Step 2: So you should be on your document edit page. You'll be able to add, change, highlight, check, cross, include or remove areas or words.

Provide the information requested by the platform to complete the file.

Form Mdc1 empty fields to complete

Write the requested details in the Mailing Address You must notify, Line, Line, Line, City, State Country Province, Zip Code, Name of degree granting, Degree granted Date granted, Address, mo day yr, City StateProvince Country, New York State medical license, mo day yr, and New York State limited medical box.

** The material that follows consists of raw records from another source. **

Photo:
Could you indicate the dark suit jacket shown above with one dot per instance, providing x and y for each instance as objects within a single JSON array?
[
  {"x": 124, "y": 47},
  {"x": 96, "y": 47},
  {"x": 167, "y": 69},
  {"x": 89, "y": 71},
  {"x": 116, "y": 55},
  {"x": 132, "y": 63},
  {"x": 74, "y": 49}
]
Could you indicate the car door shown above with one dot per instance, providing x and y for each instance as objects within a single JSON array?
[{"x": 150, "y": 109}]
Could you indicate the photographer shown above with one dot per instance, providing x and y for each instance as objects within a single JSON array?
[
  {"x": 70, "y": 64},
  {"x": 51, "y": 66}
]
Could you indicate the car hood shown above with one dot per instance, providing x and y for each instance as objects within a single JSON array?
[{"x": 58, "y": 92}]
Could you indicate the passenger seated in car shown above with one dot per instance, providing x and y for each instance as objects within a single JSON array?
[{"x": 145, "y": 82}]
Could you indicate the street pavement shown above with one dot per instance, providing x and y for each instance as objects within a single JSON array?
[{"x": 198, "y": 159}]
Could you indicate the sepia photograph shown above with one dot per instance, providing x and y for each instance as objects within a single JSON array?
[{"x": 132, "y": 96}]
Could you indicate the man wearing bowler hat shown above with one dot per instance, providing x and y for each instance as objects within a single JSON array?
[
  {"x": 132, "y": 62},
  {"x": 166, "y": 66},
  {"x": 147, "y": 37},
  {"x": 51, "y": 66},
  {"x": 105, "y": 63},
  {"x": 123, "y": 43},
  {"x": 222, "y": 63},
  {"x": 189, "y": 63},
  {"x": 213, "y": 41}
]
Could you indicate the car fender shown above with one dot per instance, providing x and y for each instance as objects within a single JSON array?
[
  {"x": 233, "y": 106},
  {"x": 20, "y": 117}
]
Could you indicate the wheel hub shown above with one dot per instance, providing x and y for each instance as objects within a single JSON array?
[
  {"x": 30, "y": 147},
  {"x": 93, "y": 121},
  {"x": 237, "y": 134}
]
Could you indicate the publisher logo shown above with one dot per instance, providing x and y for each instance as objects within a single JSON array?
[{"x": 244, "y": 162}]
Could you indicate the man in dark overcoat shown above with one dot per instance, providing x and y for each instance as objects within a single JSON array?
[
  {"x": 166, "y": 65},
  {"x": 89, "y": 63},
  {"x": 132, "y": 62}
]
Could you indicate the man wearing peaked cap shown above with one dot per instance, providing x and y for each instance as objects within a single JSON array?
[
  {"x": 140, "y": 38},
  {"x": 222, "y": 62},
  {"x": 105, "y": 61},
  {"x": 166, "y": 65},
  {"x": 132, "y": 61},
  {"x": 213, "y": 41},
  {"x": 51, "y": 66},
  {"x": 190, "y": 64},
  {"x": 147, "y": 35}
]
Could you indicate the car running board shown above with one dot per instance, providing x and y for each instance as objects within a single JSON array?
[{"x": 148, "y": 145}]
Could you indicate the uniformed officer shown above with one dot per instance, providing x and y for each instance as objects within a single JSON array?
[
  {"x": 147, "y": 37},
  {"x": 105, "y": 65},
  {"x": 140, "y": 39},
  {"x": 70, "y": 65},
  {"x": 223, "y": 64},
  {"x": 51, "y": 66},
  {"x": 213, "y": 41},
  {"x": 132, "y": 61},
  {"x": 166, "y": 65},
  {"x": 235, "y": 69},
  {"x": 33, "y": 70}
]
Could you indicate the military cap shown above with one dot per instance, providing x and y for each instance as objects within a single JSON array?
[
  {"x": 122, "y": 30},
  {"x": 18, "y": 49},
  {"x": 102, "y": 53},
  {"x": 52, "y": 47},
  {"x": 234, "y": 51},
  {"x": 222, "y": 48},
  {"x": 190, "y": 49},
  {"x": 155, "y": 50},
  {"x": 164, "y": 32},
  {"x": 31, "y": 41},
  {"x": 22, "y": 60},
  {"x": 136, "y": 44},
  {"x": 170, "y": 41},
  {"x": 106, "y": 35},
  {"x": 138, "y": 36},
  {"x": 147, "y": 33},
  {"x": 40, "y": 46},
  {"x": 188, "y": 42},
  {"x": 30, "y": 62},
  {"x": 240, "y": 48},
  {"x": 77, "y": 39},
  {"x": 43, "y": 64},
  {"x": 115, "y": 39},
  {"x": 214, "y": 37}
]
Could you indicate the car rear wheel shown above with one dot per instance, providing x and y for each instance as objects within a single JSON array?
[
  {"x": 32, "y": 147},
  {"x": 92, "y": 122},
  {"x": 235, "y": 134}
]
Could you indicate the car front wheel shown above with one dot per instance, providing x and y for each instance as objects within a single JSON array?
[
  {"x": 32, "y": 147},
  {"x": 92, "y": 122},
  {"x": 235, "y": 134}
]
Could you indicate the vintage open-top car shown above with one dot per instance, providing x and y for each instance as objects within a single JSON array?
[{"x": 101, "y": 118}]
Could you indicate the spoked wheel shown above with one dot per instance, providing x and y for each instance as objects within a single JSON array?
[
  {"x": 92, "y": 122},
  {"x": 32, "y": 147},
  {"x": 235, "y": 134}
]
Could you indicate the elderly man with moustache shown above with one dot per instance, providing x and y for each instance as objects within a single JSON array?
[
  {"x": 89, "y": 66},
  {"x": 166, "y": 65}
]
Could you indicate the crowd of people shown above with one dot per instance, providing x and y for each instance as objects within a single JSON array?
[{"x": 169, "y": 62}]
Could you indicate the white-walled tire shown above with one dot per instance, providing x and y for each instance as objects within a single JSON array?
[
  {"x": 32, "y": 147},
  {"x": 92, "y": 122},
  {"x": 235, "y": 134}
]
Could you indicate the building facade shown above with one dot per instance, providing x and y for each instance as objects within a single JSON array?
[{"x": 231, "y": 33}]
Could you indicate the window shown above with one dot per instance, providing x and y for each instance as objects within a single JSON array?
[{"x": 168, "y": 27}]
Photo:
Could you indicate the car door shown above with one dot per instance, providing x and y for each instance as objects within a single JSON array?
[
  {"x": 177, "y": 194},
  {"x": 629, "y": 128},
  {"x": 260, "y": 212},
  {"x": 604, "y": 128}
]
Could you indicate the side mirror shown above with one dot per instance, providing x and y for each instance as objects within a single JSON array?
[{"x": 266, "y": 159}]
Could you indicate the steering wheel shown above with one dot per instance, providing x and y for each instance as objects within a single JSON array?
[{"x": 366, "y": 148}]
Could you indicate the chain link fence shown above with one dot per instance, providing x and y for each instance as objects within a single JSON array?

Filling out Form Mdc1 stage 2

Note any particulars you need inside the field Since you last registered have, felony or misdemeanor in any court, Since you last registered are, cid Yes cid No, cid Yes cid No, Since you last registered are, Since you last registered has, privileges or have you voluntarily, NOTE If you answer Yes to any, ATTESTATION, I certify that the statements made, Signature, and Date.

stage 3 to filling out Form Mdc1

Describe the rights and responsibilities of the sides in the space Date of Photo, Mail this form and the required, and MDC Page of Rev.

Entering details in Form Mdc1 stage 4

Step 3: Press the Done button to save your document. Then it is readily available for upload to your electronic device.

Step 4: Be sure to stay away from forthcoming challenges by generating a minimum of a pair of duplicates of the document.